Garth Greenwell, author of the acclaimed novel What Belongs to You, has praised Boy Erased as “an urgent reminder that America remains a place where queer people have to fight for their lives.” Indeed, the struggle for equality is far from over, and in most of the country, not much has changed since the days when Conley and I grew up. As of this writing, only five states and the District of Columbia have banned the use of conversion therapy; 40 percent of all homeless youth are LGBTQ; and recent bills that strip LGBTQ people of their rights have passed in North Carolina, Mississippi, and Tennessee.
And yet: In the past year, writers like Greenwell, Hanya Yanagihara, Paul Lisicky, Ryan Berg, Bei Tong, Darryl Pinckney — and now Garrard Conley — have published books that widen the scope of queer literature. These diverse voices are deepening our understanding of the rich variations within gay male experience. “This affliction is what makes me smarter,” Conley thinks after a Love in Action greeter rips a story out of his Moleskine notebook. “This disadvantage is what gives me my ambition. This is what first inspired me to write.”

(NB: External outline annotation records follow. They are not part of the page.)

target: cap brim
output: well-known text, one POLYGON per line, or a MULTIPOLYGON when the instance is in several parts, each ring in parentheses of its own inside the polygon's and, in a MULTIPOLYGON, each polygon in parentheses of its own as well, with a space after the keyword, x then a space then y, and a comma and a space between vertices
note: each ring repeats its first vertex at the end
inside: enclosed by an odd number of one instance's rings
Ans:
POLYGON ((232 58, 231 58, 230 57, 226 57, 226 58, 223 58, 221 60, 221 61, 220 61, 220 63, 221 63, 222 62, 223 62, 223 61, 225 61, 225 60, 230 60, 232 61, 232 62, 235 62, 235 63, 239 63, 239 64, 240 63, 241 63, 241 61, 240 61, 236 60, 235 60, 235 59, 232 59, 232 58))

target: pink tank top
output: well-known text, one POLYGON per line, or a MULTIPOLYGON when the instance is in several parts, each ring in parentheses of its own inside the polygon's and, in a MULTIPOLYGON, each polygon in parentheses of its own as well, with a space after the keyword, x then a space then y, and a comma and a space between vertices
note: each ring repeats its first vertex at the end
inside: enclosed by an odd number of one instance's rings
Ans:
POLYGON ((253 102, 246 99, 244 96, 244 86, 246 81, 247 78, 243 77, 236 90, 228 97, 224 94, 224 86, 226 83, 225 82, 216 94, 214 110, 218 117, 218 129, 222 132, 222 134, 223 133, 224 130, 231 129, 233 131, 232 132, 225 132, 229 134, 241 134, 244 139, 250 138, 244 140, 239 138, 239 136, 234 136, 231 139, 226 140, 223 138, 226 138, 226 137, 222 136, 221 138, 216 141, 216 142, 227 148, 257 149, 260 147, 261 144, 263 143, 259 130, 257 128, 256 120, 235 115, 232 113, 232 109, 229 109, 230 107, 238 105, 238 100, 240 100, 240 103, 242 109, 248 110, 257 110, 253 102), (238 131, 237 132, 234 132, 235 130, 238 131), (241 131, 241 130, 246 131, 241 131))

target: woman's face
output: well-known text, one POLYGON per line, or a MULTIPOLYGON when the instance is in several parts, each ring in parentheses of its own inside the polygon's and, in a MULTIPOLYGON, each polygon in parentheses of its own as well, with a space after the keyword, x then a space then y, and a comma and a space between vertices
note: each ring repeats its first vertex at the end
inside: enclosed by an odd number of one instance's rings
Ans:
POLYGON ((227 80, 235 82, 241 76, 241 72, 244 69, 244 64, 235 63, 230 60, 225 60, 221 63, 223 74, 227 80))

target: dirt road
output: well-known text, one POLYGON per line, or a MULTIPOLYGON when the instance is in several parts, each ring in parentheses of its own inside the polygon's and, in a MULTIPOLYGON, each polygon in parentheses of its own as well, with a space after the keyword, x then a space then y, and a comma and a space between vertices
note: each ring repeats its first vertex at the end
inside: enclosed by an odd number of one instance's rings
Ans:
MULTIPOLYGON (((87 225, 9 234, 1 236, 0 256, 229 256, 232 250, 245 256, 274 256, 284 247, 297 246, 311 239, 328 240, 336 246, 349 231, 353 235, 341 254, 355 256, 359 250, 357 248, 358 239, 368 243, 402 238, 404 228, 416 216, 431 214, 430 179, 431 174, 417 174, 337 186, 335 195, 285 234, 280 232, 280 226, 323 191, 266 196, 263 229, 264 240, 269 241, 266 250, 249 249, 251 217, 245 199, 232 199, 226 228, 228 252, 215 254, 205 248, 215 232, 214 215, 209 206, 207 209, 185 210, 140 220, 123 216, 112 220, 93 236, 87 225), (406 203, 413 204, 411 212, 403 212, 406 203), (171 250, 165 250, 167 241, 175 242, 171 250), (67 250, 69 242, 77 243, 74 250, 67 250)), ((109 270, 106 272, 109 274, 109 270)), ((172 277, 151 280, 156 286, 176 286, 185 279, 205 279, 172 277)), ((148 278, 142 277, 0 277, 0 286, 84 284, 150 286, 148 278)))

I know what he means. Beginning in high school, I too wrote to explore my difference, to dive into the turbulence beneath my surface self. Literature allowed me to slip off the handcuffs of convention and probe urges I normally repressed. I was drawn to the fraught transformations of adolescence, to issues of gender and sexuality, and writing helped me face what I was terrified to face. My notebooks were the one place where I could be myself, and the books I read taught me that my life, my story, had value.
Two years into my manification, I came out to Quinn after writing a story about a romantic relationship that develops between two high school friends. Soon after, he ended our relationship. Did Quinn “break up” with me because I gave a gay character his mannerisms? Because, in the story, I made him chase me? I used to tell myself that the story won me my freedom. But, of course, the truth is more complicated. Quinn told me that being my friend was stressful. Unwilling as I was to compromise myself in my writing, I was nonetheless desperate for his attention and approval; every night, we had long, tortured AIM conversations where I sought his reassurance, a kind word. For two years, his words sustained me. “I’m hamburger meat, you’re steak,” he told me once. And right before we stopped speaking: “You’ve got too much going for you to want to be someone else.”